Cristal Chanelle Truscott, PhD (Associate Professor) is a culture worker, scholar, educator, playwright, director, founder of the touring ensemble Progress Theatre, and creator of “SoulWork” – a generative method for making performance, training artists, engaging communities and framing analytical research that is rooted in generations-old African American cultural practices, theories and performance traditions. She is a recipient of the Doris Duke Impact Artist Award, given to those “influential in shaping powerful creative movements in contemporary arts,” as well as the 2023 United States Artist Award, the Creative Capital Award, MAP Fund, NPN Creation Fund, and NEFA National Theatre Project grants.
As a culture worker and artist, Dr. Truscott is director of SoulWork Studio and has led Progress Theatre in using art as anti-racism to connect communities via a broad, deeply linked grassroots network fostered nationally and internationally. She writes a capella musicals called “NeoSpirituals” that span and straddle time between histories and the present to explore identities, inheritances/legacies and cultural movements to encourage connection, consciousness, and healing. These include PEACHES (in Plays from the Boom Box Galaxy, TCG Books), ‘MEMBUH, and The Burnin’. Plantation Remix, her current work-in-progress, is a site-responsive NeoSpiritual to radically re-imagine the separatist genre of heritage tourism by rehearsing a contemporary, multi-cultural, future-building “afterlife” for historic sites related to slavery in the U.S. Her plays blend pop culture and academic conversations, fusing genre from Negro Spirituals and Folklore to Blues, R&B, and Hip Hop to produce performances that engage communities across race, class, gender, and spiritual identity.

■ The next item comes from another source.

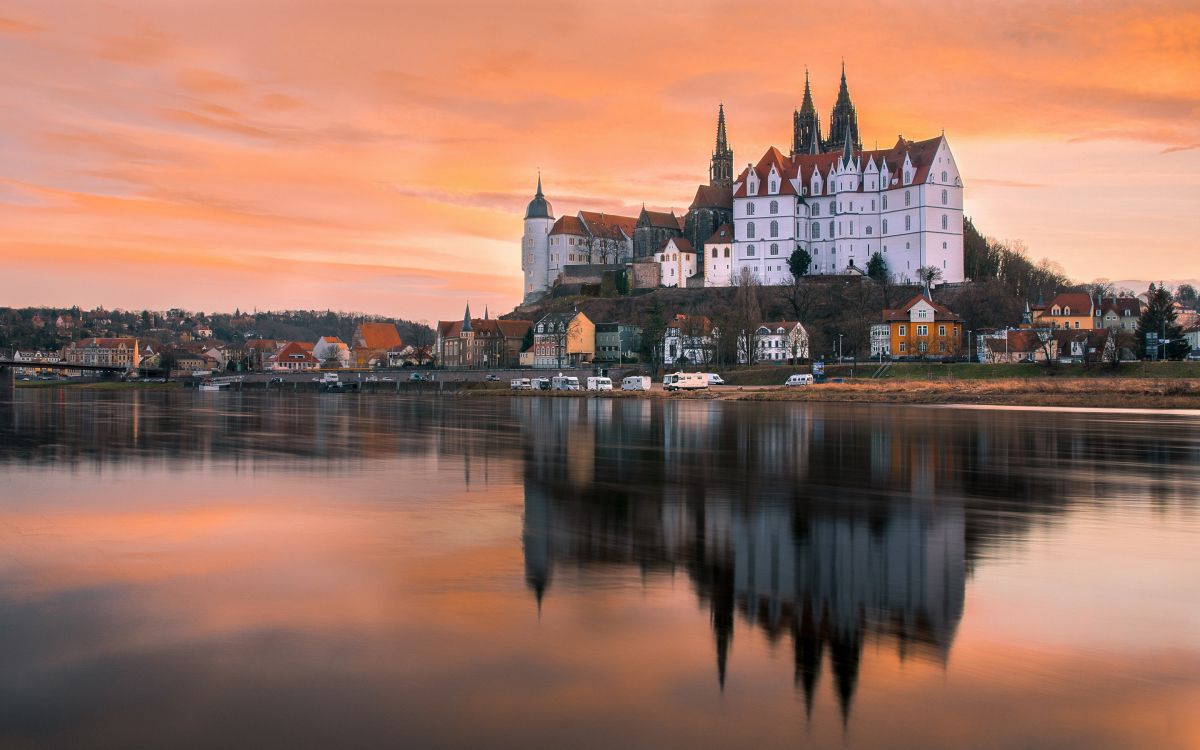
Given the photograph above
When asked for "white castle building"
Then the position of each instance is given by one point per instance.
(829, 197)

Dr. Truscott’s scholarly research investigates and excavates oral traditions, cultural knowledge and community practices as performance methodology for use by artists/practitioners, educators, community-invested programs and arts organizations seeking to offer inclusive, dynamic artist training, curricula and/or programming. As a performance studies scholar, she researches and writes about spiritual diversity in African American Theatre and the arts’ essential role in movements for liberation using the theory she developed called the “Cultural Conservatory.” She has served as assistant editor of the performance journal TDR: The Drama Review; associate editor for Azizah Magazine; and on the editorial boards of the publications Women and Performance: A Journal of Feminist Theory and Black Masks Magazine.